Cape Town woke to grim accounts on July 26, among them the report headlined: “Hymn turns into a bloody nightmare as grenades fly.”

“The killers struck the packed church in suburban Kenilworth halfway through the Sunday evening service, when worshippers were listening to a duo singing the hymn More Than Wonderful.

"A man wearing blue overalls burst through a side-door next to the stage. In the words of Rondebosch schoolgirl Patti Noland, 16: ‘A man was standing at the door with something blue on his head. I saw a gun and flashes and got down. Then the ground shook twice.’

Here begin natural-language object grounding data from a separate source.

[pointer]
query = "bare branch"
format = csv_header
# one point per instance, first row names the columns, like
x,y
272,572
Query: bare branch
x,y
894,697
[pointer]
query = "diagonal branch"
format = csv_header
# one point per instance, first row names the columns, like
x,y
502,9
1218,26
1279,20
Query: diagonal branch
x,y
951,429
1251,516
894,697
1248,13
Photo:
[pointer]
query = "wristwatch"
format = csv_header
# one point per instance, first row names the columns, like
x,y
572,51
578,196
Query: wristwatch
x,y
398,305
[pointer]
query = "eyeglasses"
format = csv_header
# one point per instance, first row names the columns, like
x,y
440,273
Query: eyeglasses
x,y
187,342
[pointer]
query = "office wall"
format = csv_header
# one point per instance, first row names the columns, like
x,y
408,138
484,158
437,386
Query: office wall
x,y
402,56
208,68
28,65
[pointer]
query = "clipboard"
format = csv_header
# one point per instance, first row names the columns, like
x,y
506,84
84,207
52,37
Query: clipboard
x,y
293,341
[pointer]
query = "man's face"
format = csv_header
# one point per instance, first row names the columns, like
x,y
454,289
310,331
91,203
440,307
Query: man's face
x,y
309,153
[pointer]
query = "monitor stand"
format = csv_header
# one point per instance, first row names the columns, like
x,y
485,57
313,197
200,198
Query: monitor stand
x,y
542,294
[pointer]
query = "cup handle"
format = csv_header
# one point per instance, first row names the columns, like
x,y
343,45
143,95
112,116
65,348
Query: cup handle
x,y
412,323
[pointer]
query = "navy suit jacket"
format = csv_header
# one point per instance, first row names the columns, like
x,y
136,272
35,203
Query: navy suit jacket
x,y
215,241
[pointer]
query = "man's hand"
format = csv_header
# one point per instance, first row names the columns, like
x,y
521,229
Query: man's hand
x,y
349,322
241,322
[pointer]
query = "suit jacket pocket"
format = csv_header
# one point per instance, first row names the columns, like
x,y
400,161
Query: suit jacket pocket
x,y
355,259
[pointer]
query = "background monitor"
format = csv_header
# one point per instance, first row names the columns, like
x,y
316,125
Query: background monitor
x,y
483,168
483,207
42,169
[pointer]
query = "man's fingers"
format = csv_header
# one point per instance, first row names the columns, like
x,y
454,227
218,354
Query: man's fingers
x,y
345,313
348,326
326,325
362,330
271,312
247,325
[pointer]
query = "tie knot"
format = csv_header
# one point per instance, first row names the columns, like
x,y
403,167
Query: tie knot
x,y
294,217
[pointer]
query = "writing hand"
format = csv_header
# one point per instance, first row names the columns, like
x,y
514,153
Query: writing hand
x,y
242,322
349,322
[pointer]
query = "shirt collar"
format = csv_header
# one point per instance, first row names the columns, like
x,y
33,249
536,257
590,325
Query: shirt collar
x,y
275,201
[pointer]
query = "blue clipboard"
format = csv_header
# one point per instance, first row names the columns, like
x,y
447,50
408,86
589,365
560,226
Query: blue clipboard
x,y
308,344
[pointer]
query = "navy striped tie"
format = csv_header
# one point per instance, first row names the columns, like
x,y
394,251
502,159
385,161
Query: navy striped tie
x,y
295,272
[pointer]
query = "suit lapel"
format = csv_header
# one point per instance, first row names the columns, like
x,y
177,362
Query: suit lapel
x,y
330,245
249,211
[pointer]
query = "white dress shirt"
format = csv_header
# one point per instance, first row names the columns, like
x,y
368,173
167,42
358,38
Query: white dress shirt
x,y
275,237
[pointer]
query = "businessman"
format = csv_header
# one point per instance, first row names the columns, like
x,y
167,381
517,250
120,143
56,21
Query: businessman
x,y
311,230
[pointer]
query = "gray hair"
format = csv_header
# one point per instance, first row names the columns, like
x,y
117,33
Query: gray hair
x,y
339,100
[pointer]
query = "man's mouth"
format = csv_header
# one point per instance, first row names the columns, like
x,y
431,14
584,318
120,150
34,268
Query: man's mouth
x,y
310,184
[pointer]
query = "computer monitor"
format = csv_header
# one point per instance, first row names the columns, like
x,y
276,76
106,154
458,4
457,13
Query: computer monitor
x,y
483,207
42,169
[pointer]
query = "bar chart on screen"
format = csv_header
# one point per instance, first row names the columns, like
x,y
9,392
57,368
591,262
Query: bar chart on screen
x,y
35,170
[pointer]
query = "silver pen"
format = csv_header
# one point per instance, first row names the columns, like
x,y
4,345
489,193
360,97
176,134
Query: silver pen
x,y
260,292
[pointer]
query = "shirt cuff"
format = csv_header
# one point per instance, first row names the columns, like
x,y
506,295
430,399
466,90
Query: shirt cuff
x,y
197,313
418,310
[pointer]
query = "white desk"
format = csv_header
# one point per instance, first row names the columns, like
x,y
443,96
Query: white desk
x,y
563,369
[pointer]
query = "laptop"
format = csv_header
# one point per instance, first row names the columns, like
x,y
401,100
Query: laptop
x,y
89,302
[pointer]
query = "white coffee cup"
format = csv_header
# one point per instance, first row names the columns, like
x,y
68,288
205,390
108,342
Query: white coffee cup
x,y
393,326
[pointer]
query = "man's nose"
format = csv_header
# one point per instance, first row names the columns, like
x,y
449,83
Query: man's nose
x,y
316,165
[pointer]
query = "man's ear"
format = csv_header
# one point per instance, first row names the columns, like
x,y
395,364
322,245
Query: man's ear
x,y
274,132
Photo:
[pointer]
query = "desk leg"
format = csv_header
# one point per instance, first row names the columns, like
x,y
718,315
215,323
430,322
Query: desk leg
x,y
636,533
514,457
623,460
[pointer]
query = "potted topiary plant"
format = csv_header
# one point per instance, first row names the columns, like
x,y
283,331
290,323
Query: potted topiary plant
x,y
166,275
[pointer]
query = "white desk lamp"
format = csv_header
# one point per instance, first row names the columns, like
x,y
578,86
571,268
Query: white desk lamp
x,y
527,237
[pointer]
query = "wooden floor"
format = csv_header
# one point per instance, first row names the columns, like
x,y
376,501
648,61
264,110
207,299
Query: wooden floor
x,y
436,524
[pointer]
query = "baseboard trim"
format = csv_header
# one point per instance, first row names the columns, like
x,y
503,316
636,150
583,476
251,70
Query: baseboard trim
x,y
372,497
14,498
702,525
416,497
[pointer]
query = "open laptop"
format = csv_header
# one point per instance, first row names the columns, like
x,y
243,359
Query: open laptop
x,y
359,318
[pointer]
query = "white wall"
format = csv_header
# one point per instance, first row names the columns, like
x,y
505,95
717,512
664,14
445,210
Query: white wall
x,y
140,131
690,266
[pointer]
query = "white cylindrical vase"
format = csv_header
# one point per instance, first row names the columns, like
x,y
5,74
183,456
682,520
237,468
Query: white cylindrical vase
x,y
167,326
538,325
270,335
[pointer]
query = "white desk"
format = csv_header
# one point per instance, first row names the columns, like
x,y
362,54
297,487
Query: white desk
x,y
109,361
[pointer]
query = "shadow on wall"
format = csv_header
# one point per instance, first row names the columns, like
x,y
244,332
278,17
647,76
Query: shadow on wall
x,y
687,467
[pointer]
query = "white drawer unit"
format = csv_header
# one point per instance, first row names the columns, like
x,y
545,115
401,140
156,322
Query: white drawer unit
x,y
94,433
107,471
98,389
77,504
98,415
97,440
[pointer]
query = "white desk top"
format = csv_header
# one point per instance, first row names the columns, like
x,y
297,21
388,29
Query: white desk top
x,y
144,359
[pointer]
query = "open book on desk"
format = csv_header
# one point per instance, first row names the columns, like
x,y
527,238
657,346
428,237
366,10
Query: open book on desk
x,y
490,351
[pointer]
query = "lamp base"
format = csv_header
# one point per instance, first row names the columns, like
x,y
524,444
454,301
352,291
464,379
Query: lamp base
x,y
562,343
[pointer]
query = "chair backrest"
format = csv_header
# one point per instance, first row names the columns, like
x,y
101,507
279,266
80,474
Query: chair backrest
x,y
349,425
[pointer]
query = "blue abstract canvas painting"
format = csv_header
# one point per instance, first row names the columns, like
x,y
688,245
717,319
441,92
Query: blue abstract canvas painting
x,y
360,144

“Seconds later, 10 people were dead or dying; 54 were injured.”

Veteran journalist Vivien Horler described the scene: “When I arrived about 20 minutes after the attack, crowds of anxious people stood outside in pelting rain, their tense faces illuminated by the revolving lights of ambulances, fire engines and police cars. Bodies shrouded in blankets lay on the blue, blood-soaked carpet."

Argus picture editor Jim McLagan was the first photographer on the scene, 20 minutes after the attack.

He described emergency personnel “putting the injured in ambulances” where “girls were screaming with pain”.

In 1998, when the three attackers were granted amnesty, a report noted that it was tempting to “explain away” the forgiveness expressed by the St James congregation “as a kind of hysteria, a mawkish religiosity”.

The sequel, as may be expected in a country like South Africa, is a plural condition.

The youngest of the St James’ Church killers, Makoma, was back in the news more recently and not creditably, when he was sentenced in 2012 to life and 46 years in prison for his part in a deadly cash-van heist in Parow in December 2007 that cost the life of cash-van driver Andile Selepe.

But there was a very different outcome for two others who were at the tragic centre of the 1993 violence. The former director of Apla operations, Letlapa Mphahlele, and Ginn Fourie, mother of Lyndi Fourie, who was killed in the 1993 Heidelberg Tavern massacre, are today friends and collaborators in an ongoing “conciliation” project through the Lyndi Fourie Foundation.